If you have your own dog pool party, these are just a few of the ideas you could use to entice your dog-owning friends to bring over their four-legged playmates. Additional suggestions are:

  • Charge a nominal admission, and gift the collected money to your local dog shelter or pet charity.
  • Contact an animal shelter and see what type of in-kind donations they accept such as food, blankets, towels, totes and more.

Beyond the pool, gather a few kiddie pools, and have them scattered around for older or younger dogs that can’t swim well, or for those for whom deep water could be problematic (such as brachycephalic breeds like pugs and bulldogs, which are not traditionally strong swimmers and must be carefully supervised).

Precautions to Take

While a doggie pool party can be a great way for dogs to have fun and unwind, be sure to take relevant safety precautions:

  • Verify that all dogs are spayed and neutered.

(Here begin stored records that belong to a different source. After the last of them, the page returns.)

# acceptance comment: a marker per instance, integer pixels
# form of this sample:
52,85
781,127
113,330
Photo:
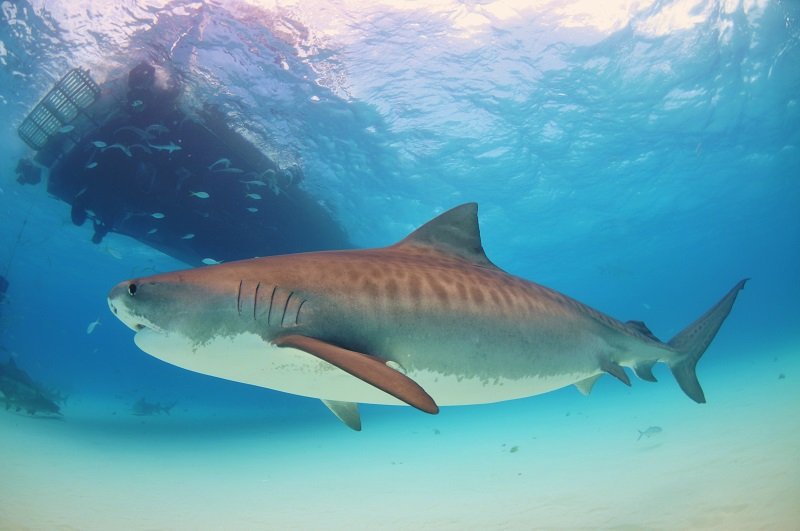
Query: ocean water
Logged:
641,157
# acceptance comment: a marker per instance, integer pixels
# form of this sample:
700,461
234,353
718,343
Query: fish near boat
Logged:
429,321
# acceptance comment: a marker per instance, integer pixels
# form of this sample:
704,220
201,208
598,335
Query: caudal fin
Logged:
693,341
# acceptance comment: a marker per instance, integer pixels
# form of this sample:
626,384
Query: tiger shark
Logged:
427,322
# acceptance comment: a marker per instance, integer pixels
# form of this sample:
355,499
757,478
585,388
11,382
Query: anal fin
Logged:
370,369
347,412
585,386
615,369
644,370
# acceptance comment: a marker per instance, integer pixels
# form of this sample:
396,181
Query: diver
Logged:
145,96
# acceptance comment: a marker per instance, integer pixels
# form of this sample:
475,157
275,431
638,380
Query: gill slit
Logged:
297,315
286,306
255,300
271,300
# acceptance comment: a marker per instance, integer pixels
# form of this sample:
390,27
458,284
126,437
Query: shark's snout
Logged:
120,299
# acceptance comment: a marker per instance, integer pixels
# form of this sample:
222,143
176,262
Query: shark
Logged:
427,322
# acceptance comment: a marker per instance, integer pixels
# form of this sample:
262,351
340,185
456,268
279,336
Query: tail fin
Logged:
693,341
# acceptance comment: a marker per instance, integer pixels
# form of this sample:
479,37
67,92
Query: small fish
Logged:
228,170
649,432
172,146
92,326
135,130
139,146
120,147
254,182
156,129
221,162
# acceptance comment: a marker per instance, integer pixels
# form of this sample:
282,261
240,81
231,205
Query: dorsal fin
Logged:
454,232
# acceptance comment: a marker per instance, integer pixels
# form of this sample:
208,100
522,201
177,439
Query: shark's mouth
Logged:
134,322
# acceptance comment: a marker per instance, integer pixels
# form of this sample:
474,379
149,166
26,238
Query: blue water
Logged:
641,161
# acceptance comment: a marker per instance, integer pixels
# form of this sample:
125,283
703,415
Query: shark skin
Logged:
426,322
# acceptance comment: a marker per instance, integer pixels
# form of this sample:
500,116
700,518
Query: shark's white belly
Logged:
247,358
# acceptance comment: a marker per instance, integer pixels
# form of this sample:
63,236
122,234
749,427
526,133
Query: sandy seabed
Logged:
559,461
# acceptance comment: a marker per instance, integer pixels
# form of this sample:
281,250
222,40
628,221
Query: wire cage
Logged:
65,101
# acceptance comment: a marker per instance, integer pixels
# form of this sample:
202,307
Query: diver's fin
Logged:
585,386
371,369
615,369
347,412
644,370
693,341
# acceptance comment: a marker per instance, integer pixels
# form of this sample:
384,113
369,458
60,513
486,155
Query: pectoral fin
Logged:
347,412
371,369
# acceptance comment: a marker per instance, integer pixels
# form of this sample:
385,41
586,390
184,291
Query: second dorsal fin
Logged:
454,232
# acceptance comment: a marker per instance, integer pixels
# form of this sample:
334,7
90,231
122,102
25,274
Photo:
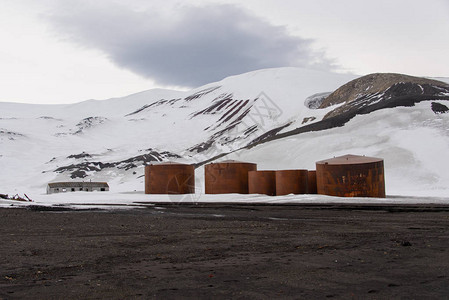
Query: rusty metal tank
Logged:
169,178
291,182
227,177
262,182
351,176
312,188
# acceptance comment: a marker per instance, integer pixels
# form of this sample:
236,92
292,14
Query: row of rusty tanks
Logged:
345,176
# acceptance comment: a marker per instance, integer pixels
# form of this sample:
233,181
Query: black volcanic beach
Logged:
226,251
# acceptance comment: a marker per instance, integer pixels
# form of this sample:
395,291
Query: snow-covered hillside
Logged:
271,110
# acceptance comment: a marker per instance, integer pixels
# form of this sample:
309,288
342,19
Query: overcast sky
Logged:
55,51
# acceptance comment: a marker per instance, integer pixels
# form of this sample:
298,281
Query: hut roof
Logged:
77,184
349,159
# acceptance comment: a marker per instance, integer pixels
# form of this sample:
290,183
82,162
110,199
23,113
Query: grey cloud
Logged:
191,47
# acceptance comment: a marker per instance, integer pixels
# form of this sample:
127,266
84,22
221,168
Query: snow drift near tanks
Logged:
261,116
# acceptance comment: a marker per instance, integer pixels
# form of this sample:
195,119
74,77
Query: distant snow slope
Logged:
271,109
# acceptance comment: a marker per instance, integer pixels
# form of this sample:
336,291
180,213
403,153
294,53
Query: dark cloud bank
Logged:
191,47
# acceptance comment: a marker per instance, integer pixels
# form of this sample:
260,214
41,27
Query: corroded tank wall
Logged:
262,182
227,177
291,182
312,187
169,178
351,176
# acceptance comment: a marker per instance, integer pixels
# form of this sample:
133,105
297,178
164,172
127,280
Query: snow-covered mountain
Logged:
278,118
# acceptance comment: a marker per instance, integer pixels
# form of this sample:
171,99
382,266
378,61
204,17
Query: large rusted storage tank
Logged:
291,182
169,178
262,182
227,177
312,188
351,176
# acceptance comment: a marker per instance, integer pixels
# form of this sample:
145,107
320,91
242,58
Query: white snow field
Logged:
35,140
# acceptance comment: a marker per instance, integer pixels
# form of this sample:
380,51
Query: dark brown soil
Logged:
226,252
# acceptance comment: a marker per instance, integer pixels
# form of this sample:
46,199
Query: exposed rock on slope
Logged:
384,90
365,95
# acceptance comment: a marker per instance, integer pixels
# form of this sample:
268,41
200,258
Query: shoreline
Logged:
224,251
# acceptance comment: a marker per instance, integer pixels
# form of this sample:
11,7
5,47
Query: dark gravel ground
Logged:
226,251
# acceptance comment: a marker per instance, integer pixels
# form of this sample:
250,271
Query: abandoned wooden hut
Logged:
88,186
351,176
227,177
169,178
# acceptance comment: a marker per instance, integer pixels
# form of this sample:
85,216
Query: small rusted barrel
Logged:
351,176
291,182
169,178
227,177
262,182
312,189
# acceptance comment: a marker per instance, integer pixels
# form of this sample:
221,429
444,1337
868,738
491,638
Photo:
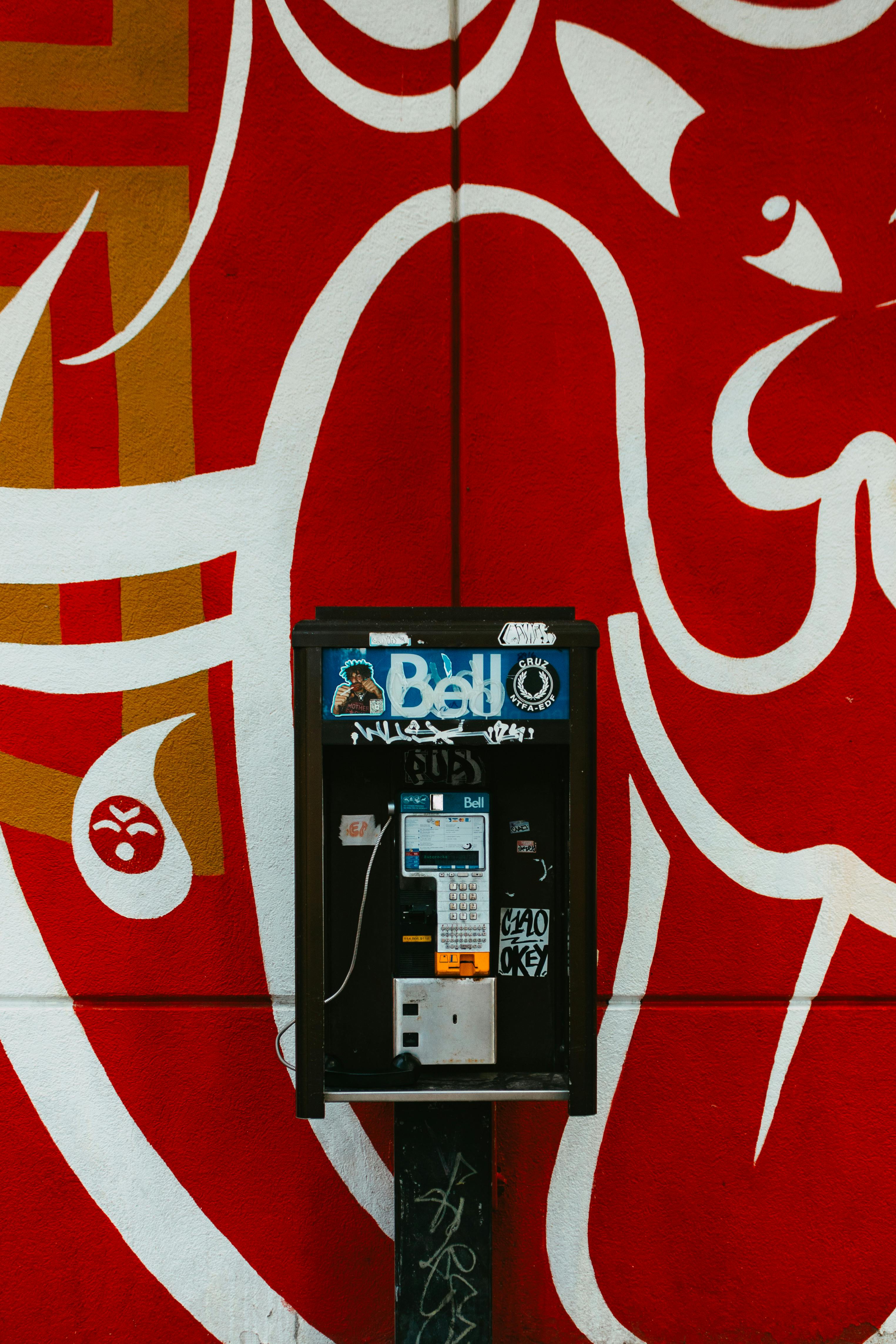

Make sure that all dogs attending are up to date with their vaccinations, and confirm that they’ve been around pools before. Not all dogs are eager to jump in a body of water — just as not every dog is a social animal that wants to be at a party with other dogs.
  • Keep dog treats and plenty of cold fresh water on hand — don’t let the dogs drink the pool water because it’s harmful to their health! Some organizers might want to consider making canine-specific refreshments like “dogsicles” — bite-sized frozen treats made from savory ingredients like peanut butter, carrot slices, cottage cheese, canned pumpkin and no-sodium chicken broth (you can Google “dogsicles” to see a variety of different recipes).
  • Include some shady areas where pooped-out pooches can rest before they work up the energy to jump back in the water and frolic anew. Remember that in the hot sun, dogs can get overheated and sunburned just like humans can, so stocking up on dog sunscreen (human types are not safe if dogs lick them when self-grooming so shop for canine sunscreen) is probably wise.
  • For every dog attending, ask its owner if that dog has been in a pool before and knows how to get out. For those pups that are new to pools, acclimating them in a shallow end (or just a kiddie pool) can get them more used to being in the water. Also, make sure that dogs know not to do their bathroom business anywhere close to the pool.
  • It’s possible that any dogs that aren’t great swimmers can ride around the pool in a raft or inflatable, as long as they’re closely supervised by their owners. Get dogs used to these objects outside the pool first by having them climb aboard and stay there, using treats as an incentive. Then, when they’re comfortable with these devices, transition them to the pool, monitoring the dogs to make sure they’re alright with floating around in the middle of the water.
  • Be sure to keep an eye on all dogs that are in the pool. If a dog looks like they are not enjoying themselves, it may make sense to get them out of the pool and give him or her some personal attention.
  • Any dogs that are being too wild, hyperactive or reactive may need to be calmed down and/or separated from the group so they can be “chilled out.”
  • It’s up to you how many dogs you want to have at your party or in the pool at any one time, but it’s best to start with lower numbers and dogs that are of similar size so a large dog is not overpowering a smaller dog. You also want to make sure that there is more than one person supervising the dogs. 

Rinsing Off The Chlorine And Saline Water

After dogs leave the pool for the final time, they should be bathed with fresh water from a hose or run through a sprinkler, as the chlorine from the pool water isn’t healthy for them to ingest during self-grooming. It’s also important to wash off those chemicals. Rinsing after a dip in a saline pool is just as important.

If all goes well, your dog should have an absolute blast at a dog pool party, and it should easily be one of the highlights of the summer for them.

 Don’t forget to take your smartphone along, so you can take videos of your pup playing in the pool with all the other pooches!